Correlation Between CP ALL and Thai Nam
Can any of the company-specific risk be diversified away by investing in both CP ALL and Thai Nam at the same time? Although using a correlation coefficient on its own may not help to predict future stock returns, this module helps to understand the diversifiable risk of combining CP ALL and Thai Nam into the same portfolio, which is an essential part of the fundamental portfolio management process.
By analyzing existing cross correlation between CP ALL Public and Thai Nam Plastic, you can compare the effects of market volatilities on CP ALL and Thai Nam and check how they will diversify away market risk if combined in the same portfolio for a given time horizon. You can also utilize pair trading strategies of matching a long position in CP ALL with a short position of Thai Nam. Check out your portfolio center. Please also check ongoing floating volatility patterns of CP ALL and Thai Nam.
Diversification Opportunities for CP ALL and Thai Nam
Very weak diversification
The 3 months correlation between CPALL and Thai is 0.5. Overlapping area represents the amount of risk that can be diversified away by holding CP ALL Public and Thai Nam Plastic in the same portfolio, assuming nothing else is changed. The correlation between historical prices or returns on Thai Nam Plastic and CP ALL is a relative statistical measure of the degree to which these equity instruments tend to move together. The correlation coefficient measures the extent to which returns on CP ALL Public are associated (or correlated) with Thai Nam. Values of the correlation coefficient range from -1 to +1, where. The correlation of zero (0) is possible when the price movement of Thai Nam Plastic has no effect on the direction of CP ALL i.e., CP ALL and Thai Nam go up and down completely randomly.
Pair Corralation between CP ALL and Thai Nam
Assuming the 90 days trading horizon CP ALL is expected to generate 1157.93 times less return on investment than Thai Nam.
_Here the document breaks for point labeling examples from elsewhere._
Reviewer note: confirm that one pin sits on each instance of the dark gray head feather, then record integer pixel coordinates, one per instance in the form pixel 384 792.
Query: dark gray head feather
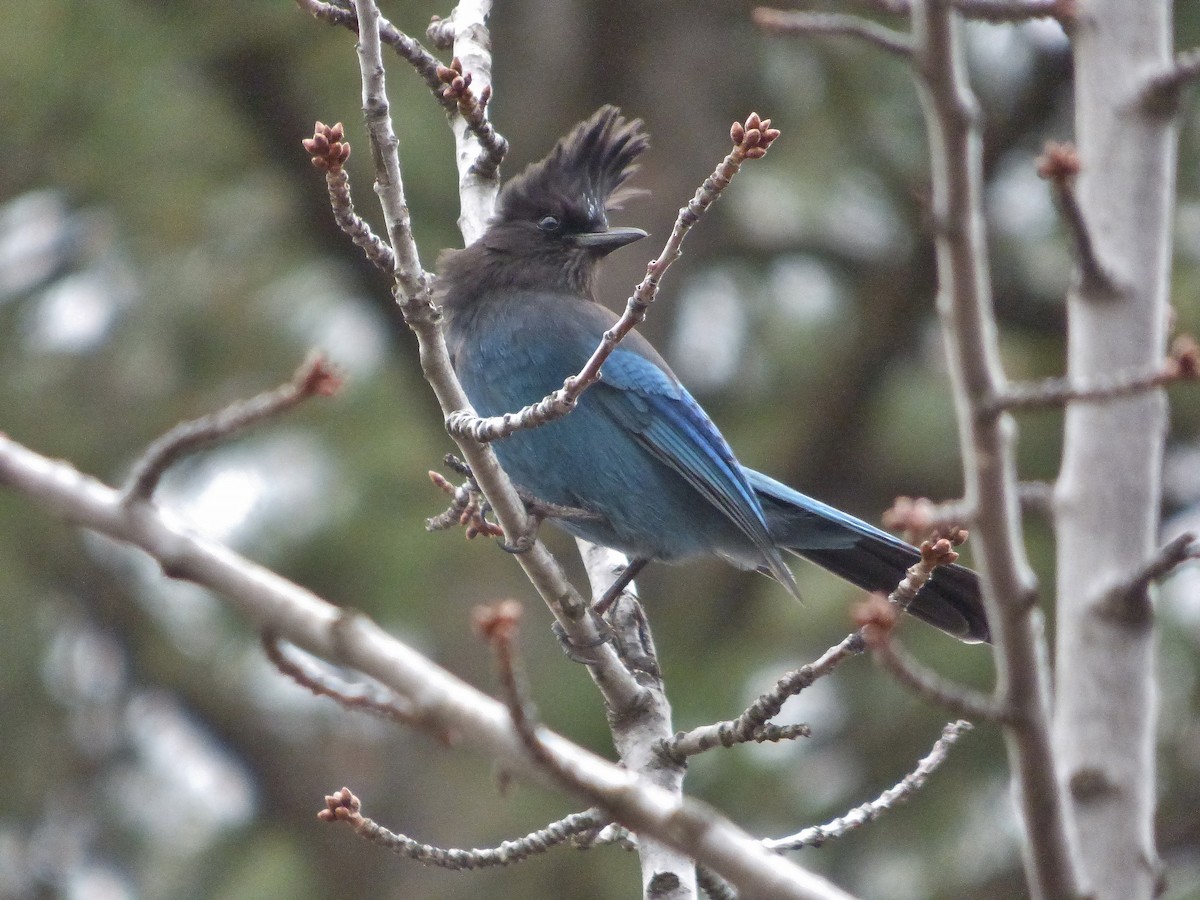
pixel 581 175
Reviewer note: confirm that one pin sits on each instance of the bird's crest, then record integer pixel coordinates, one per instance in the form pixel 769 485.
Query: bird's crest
pixel 582 173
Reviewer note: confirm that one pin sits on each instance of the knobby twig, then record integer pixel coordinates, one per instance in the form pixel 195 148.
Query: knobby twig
pixel 1060 166
pixel 879 622
pixel 441 33
pixel 315 378
pixel 474 112
pixel 330 150
pixel 750 142
pixel 345 807
pixel 792 22
pixel 411 49
pixel 274 604
pixel 754 720
pixel 1128 601
pixel 498 624
pixel 965 306
pixel 1066 12
pixel 1163 91
pixel 468 508
pixel 322 683
pixel 887 801
pixel 1182 365
pixel 412 291
pixel 933 555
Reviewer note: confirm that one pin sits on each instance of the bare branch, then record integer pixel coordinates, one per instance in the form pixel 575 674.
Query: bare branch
pixel 322 683
pixel 474 113
pixel 755 719
pixel 750 142
pixel 934 688
pixel 1163 91
pixel 345 807
pixel 1182 365
pixel 441 33
pixel 411 49
pixel 1128 601
pixel 1002 11
pixel 330 151
pixel 442 701
pixel 792 22
pixel 887 801
pixel 315 377
pixel 1060 165
pixel 921 517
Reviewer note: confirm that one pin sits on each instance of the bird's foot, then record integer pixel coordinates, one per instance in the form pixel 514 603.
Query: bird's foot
pixel 583 653
pixel 619 583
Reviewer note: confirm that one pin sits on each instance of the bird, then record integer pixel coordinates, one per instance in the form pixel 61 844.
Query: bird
pixel 637 466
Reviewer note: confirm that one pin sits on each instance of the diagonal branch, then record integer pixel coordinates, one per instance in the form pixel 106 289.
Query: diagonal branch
pixel 913 781
pixel 621 691
pixel 447 703
pixel 315 377
pixel 754 721
pixel 407 47
pixel 345 807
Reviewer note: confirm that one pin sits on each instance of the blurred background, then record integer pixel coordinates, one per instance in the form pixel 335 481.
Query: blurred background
pixel 166 249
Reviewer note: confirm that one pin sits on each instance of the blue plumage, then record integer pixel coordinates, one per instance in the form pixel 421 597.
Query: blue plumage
pixel 648 471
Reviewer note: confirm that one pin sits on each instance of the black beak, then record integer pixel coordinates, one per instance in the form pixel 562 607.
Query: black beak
pixel 604 243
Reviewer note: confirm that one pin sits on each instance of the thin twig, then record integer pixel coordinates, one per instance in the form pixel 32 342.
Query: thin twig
pixel 407 47
pixel 763 709
pixel 345 807
pixel 1164 90
pixel 750 142
pixel 934 688
pixel 1007 11
pixel 329 151
pixel 1182 365
pixel 793 22
pixel 714 886
pixel 321 683
pixel 921 517
pixel 1060 166
pixel 456 88
pixel 315 377
pixel 1128 601
pixel 887 801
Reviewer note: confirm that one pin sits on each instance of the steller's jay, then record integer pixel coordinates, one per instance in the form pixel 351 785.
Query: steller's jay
pixel 637 466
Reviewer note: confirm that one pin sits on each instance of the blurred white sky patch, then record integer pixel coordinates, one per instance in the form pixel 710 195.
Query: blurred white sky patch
pixel 853 214
pixel 711 329
pixel 181 790
pixel 1181 487
pixel 313 305
pixel 1020 209
pixel 1002 54
pixel 803 289
pixel 72 257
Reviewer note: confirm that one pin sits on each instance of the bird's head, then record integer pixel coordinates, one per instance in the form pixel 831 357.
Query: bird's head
pixel 551 221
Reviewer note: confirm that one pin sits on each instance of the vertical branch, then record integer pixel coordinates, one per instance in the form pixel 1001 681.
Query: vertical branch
pixel 969 329
pixel 1108 491
pixel 472 46
pixel 412 289
pixel 666 873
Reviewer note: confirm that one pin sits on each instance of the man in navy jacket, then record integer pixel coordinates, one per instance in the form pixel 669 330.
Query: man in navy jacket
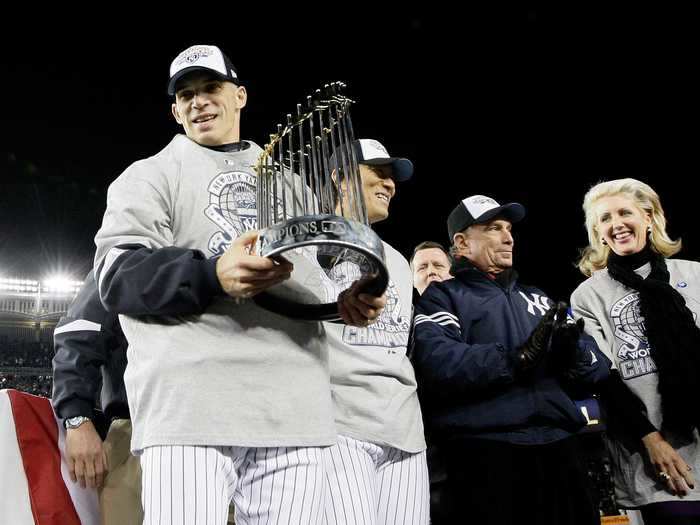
pixel 497 367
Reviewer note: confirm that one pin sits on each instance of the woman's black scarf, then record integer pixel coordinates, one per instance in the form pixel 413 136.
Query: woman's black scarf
pixel 674 338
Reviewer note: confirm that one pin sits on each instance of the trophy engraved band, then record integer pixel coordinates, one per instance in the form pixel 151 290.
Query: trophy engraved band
pixel 311 210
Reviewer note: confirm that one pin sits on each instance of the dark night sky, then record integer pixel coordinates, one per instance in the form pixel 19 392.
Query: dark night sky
pixel 481 102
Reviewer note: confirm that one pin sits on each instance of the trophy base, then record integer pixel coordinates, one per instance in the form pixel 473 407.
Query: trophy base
pixel 329 254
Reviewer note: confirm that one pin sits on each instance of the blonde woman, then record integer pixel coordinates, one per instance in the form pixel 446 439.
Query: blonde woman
pixel 641 307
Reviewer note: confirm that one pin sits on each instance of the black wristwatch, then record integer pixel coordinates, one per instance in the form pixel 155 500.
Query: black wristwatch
pixel 75 422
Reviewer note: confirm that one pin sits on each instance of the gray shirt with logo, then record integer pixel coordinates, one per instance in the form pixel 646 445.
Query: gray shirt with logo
pixel 233 374
pixel 372 379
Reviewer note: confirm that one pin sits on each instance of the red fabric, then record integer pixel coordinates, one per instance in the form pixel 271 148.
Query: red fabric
pixel 37 435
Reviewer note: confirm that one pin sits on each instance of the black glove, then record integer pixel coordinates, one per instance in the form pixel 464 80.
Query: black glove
pixel 565 336
pixel 531 353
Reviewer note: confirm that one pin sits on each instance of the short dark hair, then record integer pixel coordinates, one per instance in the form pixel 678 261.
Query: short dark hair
pixel 426 245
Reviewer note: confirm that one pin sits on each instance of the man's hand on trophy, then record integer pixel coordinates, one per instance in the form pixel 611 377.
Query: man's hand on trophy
pixel 360 309
pixel 244 274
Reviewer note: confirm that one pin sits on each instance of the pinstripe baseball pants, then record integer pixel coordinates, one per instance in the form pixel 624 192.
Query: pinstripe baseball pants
pixel 193 485
pixel 369 484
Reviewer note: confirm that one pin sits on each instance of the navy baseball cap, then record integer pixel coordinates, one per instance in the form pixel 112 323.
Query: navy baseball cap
pixel 479 209
pixel 372 152
pixel 201 58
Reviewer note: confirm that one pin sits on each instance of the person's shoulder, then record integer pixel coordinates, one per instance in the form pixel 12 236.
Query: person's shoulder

But when comparing it to its historical volatility, CP ALL Public is 34.95 times less risky than Thai Nam. It trades about 0.0 of its potential returns per unit of risk. Thai Nam Plastic is currently generating about 0.04 of returns per unit of risk over similar time horizon. If you would invest 199.00 in Thai Nam Plastic on September 3, 2024 and sell it today you would lose (107.00) from holding Thai Nam Plastic or give up 53.77% of portfolio value over 90 days.
Time Period | 3 Months [change] |
Direction | Moves Together |
Strength | Weak |
Accuracy | 100.0% |
Values | Daily Returns |
CP ALL Public vs. Thai Nam Plastic
Performance |
Timeline |
CP ALL Public |
Thai Nam Plastic |
CP ALL and Thai Nam Volatility Contrast
Predicted Return Density |
Returns |
Pair Trading with CP ALL and Thai Nam
The main advantage of trading using opposite CP ALL and Thai Nam positions is that it hedges away some unsystematic risk. Because of two separate transactions, even if CP ALL position performs unexpectedly, Thai Nam can make up some of the losses. Pair trading also minimizes risk from directional movements in the market. For example, if an entire industry or sector drops because of unexpected headlines, the short position in Thai Nam will offset losses from the drop in Thai Nam's long position.CP ALL vs. Airports of Thailand | CP ALL vs. PTT Public | CP ALL vs. Bangkok Dusit Medical | CP ALL vs. Kasikornbank Public |
Thai Nam vs. PTT Public | Thai Nam vs. PTT Exploration and | Thai Nam vs. The Siam Cement | Thai Nam vs. CP ALL Public |
Check out your portfolio center.Note that this page's information should be used as a complementary analysis to find the right mix of equity instruments to add to your existing portfolios or create a brand new portfolio. You can also try the Investing Opportunities module to build portfolios using our predefined set of ideas and optimize them against your investing preferences.